The report said the grand jury is looking at a political action committee and three out-of-state "dark-money" groups to see whether they illegally directed $11 million from secret donors to influence voting on 2012 ballot initiatives on raising the state income tax and restricting political spending by labor unions, the online news outlet reported Wednesday.
Citing two people familiar with the investigation who it did not identify, the report said the secret grand jury is part of a broader investigation being conducted by California Attorney General Kamala Harris' office and the state Fair Political Practices Commission.
The investigation has been under way since the fall, after the PAC -- the Small Business Action Committee -- filed a report in October 2012 indicating it spent $11 million on two ballot initiatives.

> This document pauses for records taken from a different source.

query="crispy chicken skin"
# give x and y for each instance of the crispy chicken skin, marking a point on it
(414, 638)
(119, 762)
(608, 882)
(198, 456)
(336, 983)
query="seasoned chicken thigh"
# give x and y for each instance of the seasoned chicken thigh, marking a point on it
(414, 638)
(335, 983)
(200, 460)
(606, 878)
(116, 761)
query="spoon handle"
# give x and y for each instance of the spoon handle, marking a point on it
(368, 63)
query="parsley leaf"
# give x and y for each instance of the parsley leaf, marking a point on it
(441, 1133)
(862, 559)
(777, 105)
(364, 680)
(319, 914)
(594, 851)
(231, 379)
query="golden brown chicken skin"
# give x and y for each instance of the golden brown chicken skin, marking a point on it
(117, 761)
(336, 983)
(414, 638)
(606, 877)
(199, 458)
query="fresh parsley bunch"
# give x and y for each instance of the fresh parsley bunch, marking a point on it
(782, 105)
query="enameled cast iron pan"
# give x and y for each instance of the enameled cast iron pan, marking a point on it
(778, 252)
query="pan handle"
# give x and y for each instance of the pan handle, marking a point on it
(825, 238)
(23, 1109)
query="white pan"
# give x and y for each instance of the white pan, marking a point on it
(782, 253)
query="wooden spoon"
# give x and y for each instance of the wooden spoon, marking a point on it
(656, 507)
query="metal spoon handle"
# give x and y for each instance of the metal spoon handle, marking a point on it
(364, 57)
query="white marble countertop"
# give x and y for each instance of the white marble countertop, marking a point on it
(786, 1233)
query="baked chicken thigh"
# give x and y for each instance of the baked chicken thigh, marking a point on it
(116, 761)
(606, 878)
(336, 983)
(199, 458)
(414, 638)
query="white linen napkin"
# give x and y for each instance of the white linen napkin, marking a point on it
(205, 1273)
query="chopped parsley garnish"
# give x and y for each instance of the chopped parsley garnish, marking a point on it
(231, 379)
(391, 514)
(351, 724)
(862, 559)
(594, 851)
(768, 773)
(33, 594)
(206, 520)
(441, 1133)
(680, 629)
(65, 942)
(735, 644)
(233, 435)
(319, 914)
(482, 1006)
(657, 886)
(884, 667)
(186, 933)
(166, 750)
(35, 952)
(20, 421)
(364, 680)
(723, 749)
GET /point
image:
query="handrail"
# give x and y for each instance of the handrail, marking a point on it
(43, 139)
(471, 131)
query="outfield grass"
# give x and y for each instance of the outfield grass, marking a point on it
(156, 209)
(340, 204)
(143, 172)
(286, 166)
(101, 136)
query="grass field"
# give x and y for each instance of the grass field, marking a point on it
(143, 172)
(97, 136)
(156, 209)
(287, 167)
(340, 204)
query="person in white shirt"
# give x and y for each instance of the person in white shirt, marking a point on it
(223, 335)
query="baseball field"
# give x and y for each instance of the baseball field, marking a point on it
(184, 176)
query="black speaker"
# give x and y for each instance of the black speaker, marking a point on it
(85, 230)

The filing did not identify the donors, evidently in violation of a state law governing contributions to ballot initiative campaigns, The Daily Beast said.

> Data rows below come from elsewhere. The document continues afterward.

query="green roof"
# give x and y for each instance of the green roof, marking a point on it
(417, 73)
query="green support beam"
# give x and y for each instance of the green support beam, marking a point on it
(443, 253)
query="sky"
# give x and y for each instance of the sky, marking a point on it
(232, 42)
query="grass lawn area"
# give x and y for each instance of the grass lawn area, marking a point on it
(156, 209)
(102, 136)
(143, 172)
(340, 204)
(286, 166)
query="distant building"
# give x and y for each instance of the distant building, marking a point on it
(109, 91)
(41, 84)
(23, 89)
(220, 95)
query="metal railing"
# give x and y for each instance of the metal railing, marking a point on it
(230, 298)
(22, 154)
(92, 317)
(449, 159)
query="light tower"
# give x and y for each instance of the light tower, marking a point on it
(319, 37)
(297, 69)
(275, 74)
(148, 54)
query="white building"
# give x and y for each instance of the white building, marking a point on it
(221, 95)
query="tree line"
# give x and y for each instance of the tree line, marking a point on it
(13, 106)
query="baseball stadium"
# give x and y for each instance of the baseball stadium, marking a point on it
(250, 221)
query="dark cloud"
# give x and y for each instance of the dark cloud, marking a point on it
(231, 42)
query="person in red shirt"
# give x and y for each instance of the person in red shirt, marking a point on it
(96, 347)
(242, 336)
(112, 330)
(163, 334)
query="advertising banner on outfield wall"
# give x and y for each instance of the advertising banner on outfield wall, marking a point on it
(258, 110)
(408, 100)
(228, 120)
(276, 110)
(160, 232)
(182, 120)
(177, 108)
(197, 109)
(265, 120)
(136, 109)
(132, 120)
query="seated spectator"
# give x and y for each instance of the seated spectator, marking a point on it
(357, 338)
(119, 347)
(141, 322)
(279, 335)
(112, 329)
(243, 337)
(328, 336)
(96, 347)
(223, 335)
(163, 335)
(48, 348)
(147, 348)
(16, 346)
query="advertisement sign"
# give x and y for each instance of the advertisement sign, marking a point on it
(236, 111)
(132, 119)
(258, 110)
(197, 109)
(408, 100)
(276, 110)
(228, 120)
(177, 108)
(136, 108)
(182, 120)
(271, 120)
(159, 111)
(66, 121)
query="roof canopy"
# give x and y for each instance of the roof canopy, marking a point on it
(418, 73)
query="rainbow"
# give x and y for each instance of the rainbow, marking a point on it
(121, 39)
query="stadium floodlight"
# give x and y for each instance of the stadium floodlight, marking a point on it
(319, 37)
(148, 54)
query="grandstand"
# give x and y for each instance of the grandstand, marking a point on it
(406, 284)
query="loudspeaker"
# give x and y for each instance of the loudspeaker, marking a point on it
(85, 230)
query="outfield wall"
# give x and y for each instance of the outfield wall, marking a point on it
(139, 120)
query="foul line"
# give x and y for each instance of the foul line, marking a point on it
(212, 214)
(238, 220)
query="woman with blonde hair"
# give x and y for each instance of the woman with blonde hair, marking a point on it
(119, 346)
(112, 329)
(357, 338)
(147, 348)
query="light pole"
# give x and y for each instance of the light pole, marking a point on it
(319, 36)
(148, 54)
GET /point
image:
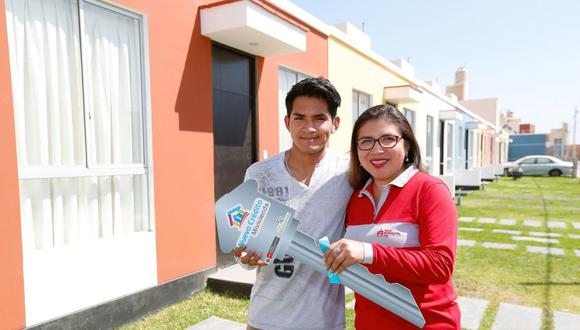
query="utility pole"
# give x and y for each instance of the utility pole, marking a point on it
(574, 135)
(574, 160)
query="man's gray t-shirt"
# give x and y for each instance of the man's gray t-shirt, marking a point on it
(287, 294)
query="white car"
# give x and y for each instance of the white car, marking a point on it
(540, 165)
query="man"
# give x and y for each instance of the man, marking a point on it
(311, 179)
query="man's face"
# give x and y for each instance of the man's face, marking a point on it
(310, 124)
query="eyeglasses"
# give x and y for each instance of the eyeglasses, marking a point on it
(385, 141)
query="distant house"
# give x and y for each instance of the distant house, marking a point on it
(526, 144)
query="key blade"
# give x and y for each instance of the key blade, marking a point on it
(392, 296)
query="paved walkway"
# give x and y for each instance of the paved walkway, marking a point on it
(531, 233)
(508, 316)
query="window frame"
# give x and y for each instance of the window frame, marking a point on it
(412, 123)
(357, 112)
(90, 169)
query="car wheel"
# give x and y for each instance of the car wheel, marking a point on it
(555, 173)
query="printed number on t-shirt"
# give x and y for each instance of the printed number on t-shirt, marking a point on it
(285, 267)
(277, 192)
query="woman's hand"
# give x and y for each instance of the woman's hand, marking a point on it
(342, 254)
(251, 258)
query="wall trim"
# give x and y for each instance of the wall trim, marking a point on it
(132, 307)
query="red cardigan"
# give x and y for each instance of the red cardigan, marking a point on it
(425, 270)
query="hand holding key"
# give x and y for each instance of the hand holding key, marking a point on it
(342, 254)
(247, 219)
(250, 258)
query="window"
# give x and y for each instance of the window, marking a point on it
(286, 79)
(78, 85)
(449, 152)
(529, 161)
(460, 144)
(360, 102)
(544, 161)
(410, 115)
(429, 144)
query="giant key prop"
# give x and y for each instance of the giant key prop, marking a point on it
(246, 217)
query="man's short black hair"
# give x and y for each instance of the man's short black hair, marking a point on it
(314, 87)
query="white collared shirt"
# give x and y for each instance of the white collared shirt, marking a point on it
(399, 181)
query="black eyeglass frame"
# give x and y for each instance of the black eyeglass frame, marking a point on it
(398, 138)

The investigation is intended to determine the identities of the original donors.
Harris's office and the FPPC declined to comment on the report, the report said.
Jason Torchinsky, an attorney for the PAC and the three dark-money groups, also declined to comment.
One of the three dark-money groups is the Center to Protect Patient Rights, based in Arizona, and founded in 2009 by Sean Noble, who a GOP operative called "the wizard behind the screen" for the Koch brothers and donors who participate in their political operations, the report said.
The FPPC has called the funneling of the $11 million into the state campaigns "the largest contribution ever disclosed as campaign money laundering in California history."